Netflix Inc. (NFLX, +1.57%) is all over the news and in most cases, for all the right reasons. Now to top it off, on Friday, analysts at Stifel Nicolaus stated that by 2020, only 5 years from now, this streaming media company could become a $100 billion company by market cap. According to Scott Devitt, an analyst at Stifel Nicolaus, by the end of 2020, the operating income of Netflix is expected to reach $3.8 billion. This is based on the assumption that the company achieves 150 million paid subscriptions which can be calculated at an average of $9 per customer in revenue as well as an operating margin of 23 percent. In order for Netflix to achieve the $100 billion market cap, Devitt has stated that Netflix will need to have a subscription price of $10 per user as well as operating margins of 30 percent. This means that the company would generate approximately $5.4 billion in operating revenue. As a result, Netflix’s stock price would be at approximately $1,600 a share. Added to this, Devitt also said that the $100 billion mark is achievable as long as the company’s operating leverage continues to benefit from global licensing deals while the expansion of Netflix internationally will also play a key role. Netflix shares are currently trading at $680.60 a share.

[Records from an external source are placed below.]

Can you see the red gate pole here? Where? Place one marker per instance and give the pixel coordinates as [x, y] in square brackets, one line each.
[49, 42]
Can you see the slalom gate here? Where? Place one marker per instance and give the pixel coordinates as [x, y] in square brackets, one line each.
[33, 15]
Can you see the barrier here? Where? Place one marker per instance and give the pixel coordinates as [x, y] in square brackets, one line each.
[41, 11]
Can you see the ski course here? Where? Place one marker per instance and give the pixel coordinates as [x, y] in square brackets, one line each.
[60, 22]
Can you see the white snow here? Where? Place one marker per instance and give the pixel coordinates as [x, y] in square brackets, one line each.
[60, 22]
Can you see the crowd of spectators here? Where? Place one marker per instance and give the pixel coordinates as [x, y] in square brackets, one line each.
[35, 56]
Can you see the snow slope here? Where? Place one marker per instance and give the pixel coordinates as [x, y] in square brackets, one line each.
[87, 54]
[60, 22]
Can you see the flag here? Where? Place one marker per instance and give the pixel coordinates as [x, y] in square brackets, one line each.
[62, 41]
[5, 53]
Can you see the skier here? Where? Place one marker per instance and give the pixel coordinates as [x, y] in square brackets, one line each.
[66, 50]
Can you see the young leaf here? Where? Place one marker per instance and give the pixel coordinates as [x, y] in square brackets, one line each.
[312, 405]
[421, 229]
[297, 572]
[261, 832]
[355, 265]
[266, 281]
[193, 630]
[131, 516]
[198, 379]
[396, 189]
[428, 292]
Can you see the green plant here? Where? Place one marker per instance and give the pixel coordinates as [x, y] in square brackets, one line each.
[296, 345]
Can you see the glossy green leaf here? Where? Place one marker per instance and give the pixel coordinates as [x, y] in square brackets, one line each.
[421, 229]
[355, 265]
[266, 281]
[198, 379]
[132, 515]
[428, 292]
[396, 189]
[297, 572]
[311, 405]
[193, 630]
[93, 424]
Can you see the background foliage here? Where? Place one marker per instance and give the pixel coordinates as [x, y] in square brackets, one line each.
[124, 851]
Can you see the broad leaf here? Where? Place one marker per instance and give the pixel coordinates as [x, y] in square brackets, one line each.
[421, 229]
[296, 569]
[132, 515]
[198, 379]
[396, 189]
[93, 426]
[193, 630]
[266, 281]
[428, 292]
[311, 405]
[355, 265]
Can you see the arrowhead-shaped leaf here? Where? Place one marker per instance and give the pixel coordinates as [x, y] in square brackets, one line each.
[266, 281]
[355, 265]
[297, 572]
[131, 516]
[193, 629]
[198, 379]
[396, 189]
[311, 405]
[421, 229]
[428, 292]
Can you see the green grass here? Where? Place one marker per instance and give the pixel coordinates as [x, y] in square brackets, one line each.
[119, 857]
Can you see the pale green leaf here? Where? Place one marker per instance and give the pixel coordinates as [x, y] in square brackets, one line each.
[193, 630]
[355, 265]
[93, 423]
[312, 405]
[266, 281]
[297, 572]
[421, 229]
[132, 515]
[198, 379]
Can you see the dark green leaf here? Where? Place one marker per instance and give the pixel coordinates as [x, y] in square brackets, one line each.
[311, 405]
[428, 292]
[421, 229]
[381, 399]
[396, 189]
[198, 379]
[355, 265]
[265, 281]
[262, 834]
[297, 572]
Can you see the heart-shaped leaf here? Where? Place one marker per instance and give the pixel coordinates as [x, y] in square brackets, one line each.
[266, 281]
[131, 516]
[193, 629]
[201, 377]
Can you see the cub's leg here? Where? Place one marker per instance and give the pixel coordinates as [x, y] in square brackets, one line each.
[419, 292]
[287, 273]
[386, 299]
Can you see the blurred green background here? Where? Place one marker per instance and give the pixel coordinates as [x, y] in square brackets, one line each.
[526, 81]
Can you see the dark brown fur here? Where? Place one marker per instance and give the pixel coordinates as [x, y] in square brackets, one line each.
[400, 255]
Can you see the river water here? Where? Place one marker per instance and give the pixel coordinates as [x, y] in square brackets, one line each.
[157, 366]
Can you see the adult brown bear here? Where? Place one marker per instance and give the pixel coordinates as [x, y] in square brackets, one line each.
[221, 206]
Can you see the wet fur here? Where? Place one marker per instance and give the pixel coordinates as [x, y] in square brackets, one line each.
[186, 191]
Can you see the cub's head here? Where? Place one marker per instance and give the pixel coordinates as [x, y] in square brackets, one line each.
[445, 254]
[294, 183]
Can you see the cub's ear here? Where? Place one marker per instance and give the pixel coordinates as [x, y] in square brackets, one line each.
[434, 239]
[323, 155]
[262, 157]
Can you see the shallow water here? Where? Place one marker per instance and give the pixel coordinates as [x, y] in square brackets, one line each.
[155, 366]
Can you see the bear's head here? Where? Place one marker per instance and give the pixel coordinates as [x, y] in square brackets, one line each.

On Friday, U.S. stocks rallied. This came in response to a positive sentiment among investors regarding Greece and its debit crisis with hopes that the country will not exit the eurozone. Added to this, Chinese stocks saw a sharp rebound which also helped to boost sentiment. Last week, the main benchmark indices saw major volatility in the commodity and global equity markets while the stop in trading on the New York Stock Exchange on Wednesday did little to support the indices. The Dow Jones Industrial Average (DJIA) traded up 1.2%, or 211.79 points, on Friday to 17,760.41 with all 30 components closing higher. For the week, the blue chip index gained 0.2%. Also on the upside was the Nasdaq Composite index (COMP) which rose 1.5%, or 75.30 points, to 4,997.70. Despite this gain on Friday, the tech heavy index finished the week 0.2 percent lower. Meanwhile, on Friday, the S&P 500 index (SPX) posted its biggest one-day gain in 2 months, yet despite this, the index ended the week virtually flat. The SPX advanced 1.2%, or 25.31 points, to 2,076.62 with all ten main sectors trading higher.
On Friday, the U.S. dollar (USD) traded lower. This came in response to the limited progress in the debt negotiations in Greece which continues to boost support for riskier assets. The EUR/USD traded at 1.1184, up 1.35 percent. This increase came in response to comments by Eurogroup President Jeroen Dijsselbloem who stated that the latest reform proposals received by Greece in order to secure a 3rd bailout were "thorough". Meanwhile, the GBP/USD traded at 1.5525, up 0.95% while the USD/JPY traded at 122.56, up 1.01%. Against the currencies in Switzerland, Canada and Australia, the greenback traded mixed with USD/CHF down 1.10% at 0.9373, with USD/CAD up 0.17% at 1.2729 and with AUD/USD down 0.17% to trade at 0.7434. Also, the U.S. dollar index was at 95.81, down 0.88%. This marked its lowest level since the end of June.
On Monday, crude oil prices fell sharply in Asian trading. This came in response to events in Brussels regarding Greece's bailout package while trade data out of China came in lower than expected. In June, China's trade surplus reached $46.6 billion while imports fell by 6.1 percent. On the upside, exports gained 2.8% which was a positive sign and above the 0.2% decline recently seen. WTI crude oil for delivery in August traded at $51.93 a barrel, down 1.54%, on the NYMEX. Meanwhile, on Friday, Brent crude oil for August delivery traded at $59.00 a barrel, up 0.2 percent or 12 cents, on the ICE Futures Exchange in London. This came after the contract reached a 3-month low of $55.09 a barrel on Friday. On Monday, the OPEC (Organization of Petroleum Exporting Counties) will publish its monthly assessment of oil markets.